Statistica Sinica
- Discipline: Statistics
- Language: English
- Edited by: Rong Chen, Su-Yun Huang and Xiaotong Shen

Publication details
- History: 1991–present
- Publisher: Academia Sinica and International Chinese Statistical Association
- Frequency: Quarterly
- Impact factor: 1.261 (2020)

Standard abbreviations
- ISO 4: Stat. Sin.
- MathSciNet: Statist. Sinica

Indexing
- ISSN: 1017-0405

Links
- Journal homepage;

= Statistica Sinica =

Statistica Sinica is an international journal publishing papers in all areas of statistics and data science, including theory, methods, and applications. First issued in 1991, this journal published semiannually in January and July from 1991 to 1995. From 1996 onward, it became quarterly in January, April, July, and October. It is co-sponsored by the Institute of Statistical Science, Academia Sinica, and International Chinese Statistical Association.

George C. Tiao was the founding chair editor from 1991 to 1993.
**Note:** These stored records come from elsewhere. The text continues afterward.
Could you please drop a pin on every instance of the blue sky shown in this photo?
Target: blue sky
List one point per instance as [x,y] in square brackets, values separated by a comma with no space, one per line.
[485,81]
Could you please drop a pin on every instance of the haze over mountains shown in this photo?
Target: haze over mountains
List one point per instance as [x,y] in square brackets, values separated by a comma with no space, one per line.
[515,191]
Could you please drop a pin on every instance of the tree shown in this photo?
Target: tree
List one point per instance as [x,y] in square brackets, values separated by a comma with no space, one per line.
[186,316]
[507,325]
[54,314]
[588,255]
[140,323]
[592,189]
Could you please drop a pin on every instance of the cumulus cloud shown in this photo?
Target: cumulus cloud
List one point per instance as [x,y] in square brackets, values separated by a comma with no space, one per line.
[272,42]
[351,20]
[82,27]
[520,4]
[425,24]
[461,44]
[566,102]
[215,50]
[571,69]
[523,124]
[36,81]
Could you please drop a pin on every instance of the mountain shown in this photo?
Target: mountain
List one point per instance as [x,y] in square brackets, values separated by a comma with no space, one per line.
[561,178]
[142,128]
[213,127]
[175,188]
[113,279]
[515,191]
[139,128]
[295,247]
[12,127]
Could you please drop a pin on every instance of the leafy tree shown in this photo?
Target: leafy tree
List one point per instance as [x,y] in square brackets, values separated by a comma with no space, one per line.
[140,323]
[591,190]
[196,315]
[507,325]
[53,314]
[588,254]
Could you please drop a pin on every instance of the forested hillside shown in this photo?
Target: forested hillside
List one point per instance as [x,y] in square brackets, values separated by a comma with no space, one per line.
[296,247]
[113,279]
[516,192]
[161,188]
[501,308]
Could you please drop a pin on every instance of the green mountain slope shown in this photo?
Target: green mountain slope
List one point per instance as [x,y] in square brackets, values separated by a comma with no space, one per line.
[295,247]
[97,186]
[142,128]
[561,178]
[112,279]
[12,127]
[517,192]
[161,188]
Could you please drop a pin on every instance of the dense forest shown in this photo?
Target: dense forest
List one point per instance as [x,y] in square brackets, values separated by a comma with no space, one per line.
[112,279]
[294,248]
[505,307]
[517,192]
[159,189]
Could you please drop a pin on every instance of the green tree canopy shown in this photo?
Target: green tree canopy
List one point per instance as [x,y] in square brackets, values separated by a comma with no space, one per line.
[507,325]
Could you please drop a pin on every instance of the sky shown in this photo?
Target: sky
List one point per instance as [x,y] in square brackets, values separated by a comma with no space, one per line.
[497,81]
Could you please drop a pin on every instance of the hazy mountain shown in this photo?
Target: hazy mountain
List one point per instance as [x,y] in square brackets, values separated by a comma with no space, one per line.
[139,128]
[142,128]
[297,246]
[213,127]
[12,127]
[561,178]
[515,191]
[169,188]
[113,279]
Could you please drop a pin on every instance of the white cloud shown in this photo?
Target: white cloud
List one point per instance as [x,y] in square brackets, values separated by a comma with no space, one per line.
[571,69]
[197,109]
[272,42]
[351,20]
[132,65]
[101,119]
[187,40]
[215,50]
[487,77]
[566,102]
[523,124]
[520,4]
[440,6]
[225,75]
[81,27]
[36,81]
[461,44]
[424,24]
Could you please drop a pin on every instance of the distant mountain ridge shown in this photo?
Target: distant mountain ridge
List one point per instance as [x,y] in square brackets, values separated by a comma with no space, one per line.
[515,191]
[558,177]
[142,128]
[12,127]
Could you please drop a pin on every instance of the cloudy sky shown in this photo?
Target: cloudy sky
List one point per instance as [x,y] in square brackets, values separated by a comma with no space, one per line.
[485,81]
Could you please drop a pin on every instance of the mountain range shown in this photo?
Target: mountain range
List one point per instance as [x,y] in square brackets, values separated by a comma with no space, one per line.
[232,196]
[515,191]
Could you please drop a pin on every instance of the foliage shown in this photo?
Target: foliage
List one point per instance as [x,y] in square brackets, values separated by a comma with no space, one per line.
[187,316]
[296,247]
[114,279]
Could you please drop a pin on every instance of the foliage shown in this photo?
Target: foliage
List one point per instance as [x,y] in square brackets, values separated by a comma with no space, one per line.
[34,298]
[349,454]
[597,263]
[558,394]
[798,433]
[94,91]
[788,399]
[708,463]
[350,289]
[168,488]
==Abstracting and indexing==
Statistica Sinica has been indexed and abstracted in Scopus, Science Citation Index Expanded, maintained by Institute for Scientific Information (ISI) and Current Contents (CC) from 1998. It is the first journal in statistics that is included in SCI in Asia. In 2000, it has been indexed in Current Index to Statistics (CIS). The journal is also included in JSTOR database.

==Awards==
In 1997 to 2004, Statistica Sinica has been awarded "Excellent Academic Research Journal" for 8 consecutive years by National Science Council, R.O.C.